Irish terriers were originally bred to be fox hunting dogs. Today, however, these dogs are mostly used as companion dogs. They are well suited to families, provided they are trained consistently and at a young age to tame the terrier's natural daredevil and strong willed nature. Though most people do not hunt with their Irish terriers today, some of the natural instincts that this breed carries can be quite beneficial in a family pet. If you properly understand and use these tendencies, you can bring out the best in your Irish terrier.
Irish terriers love the chase and like other hunting breeds, they may thrive on bringing home a catch. They make great dogs for farmers or anyone with a large amount of land or out buildings that may be prone to housing vermin. You can count on an Irish terrier to keep your land or farm pest free and you can be he will thoroughly enjoy the job.

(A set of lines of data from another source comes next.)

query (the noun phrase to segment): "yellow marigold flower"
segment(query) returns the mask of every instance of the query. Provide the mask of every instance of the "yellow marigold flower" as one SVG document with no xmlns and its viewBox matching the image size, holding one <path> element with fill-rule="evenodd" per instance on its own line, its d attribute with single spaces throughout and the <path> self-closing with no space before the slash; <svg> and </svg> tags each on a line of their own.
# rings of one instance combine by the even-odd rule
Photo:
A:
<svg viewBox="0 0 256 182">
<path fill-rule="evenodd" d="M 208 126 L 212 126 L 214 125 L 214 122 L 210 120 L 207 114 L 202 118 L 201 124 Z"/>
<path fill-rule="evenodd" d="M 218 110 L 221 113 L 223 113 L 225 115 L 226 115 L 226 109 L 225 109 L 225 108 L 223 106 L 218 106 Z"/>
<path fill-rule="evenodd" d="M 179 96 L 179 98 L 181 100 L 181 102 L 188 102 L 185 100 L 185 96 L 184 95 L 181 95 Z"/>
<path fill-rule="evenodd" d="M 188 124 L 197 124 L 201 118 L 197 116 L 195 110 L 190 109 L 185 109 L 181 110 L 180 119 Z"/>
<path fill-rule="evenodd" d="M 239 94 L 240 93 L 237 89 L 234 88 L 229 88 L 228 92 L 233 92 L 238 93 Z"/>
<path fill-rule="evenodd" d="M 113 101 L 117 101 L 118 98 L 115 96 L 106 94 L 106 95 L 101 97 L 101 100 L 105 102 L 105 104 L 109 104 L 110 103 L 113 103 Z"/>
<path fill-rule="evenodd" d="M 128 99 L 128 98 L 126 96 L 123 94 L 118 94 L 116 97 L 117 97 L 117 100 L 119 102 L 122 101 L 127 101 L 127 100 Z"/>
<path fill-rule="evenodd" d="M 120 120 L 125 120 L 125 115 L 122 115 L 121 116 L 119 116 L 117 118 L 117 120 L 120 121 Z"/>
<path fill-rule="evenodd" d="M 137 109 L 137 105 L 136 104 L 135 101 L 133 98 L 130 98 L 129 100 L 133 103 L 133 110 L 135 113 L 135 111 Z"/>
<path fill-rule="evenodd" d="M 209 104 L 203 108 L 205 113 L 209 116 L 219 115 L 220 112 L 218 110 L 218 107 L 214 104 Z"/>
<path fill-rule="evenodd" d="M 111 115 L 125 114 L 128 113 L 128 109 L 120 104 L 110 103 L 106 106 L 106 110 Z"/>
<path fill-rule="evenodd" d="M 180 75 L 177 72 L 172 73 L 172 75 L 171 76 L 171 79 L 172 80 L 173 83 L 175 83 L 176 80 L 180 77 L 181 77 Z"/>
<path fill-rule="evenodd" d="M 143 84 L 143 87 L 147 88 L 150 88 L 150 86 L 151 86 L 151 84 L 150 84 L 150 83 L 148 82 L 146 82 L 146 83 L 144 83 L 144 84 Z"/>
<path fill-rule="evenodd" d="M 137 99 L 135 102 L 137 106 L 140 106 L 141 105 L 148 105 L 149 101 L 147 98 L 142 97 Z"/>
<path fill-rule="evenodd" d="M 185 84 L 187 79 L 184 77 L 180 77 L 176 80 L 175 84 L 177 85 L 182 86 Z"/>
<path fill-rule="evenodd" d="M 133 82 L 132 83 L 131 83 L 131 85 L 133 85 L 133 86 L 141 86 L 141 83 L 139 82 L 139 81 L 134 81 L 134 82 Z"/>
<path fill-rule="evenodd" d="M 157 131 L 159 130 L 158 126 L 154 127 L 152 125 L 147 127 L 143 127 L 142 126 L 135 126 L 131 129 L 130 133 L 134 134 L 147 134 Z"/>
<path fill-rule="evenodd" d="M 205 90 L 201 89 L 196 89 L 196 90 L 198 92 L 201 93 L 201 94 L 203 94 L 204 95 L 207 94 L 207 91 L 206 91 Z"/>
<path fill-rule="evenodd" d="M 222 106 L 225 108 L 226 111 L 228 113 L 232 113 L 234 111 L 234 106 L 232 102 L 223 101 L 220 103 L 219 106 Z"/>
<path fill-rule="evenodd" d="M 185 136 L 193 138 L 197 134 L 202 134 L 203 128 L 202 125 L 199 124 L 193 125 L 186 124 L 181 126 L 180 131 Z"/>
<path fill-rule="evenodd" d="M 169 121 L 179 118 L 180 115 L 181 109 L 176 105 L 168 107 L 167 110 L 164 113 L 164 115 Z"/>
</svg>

Your Irish terrier's hunting instincts will also make him a great watchdog. Though his size will make him appear not to be much of a physical threat, he will be a persistent barker whenever there is a stranger afoot, and will do his best to defend his territory and his owners. In fact, you may find that your Irish terrier's fearless nature makes him quite foolish as he would be more than willing to take on a large opponent if he felt it was necessary.
Irish terrier owners are wise to understand that the unique traits that make them good hunting dogs also mean that they have special needs. Exercise is critical to the Irish terrier's health and happiness; so don't make the mistake of thinking that you've purchased a lap dog. They don't need a great deal of space for their activities, but they do need an outlet. And, because of their daredevil nature, they should only be allowed to exercise off leash in areas where they are properly confined.
If your Irish terrier isn't getting the exercise or activity he needs to stay mentally and physically challenged, consider participating in luring competitions with him. These challenges simulate fox or other small game hunting, but without any harm to any animals. Such activities allow your Irish terrier to use, and further develop, his sense of smell and his tracking and hunting abilities. Irish terriers thrive on such activities, as they give them the exercise they need along with a purpose in life.
Irish terriers have many assets originally designed to make them effective hunters that can be used in many other capacities. These traits are a large part of what gives the Irish terrier their unique personalities and capabilities, and are one of the reasons they are so well suited for pets and companion dogs as well as still being one of the best small game tracking dogs you'll ever find.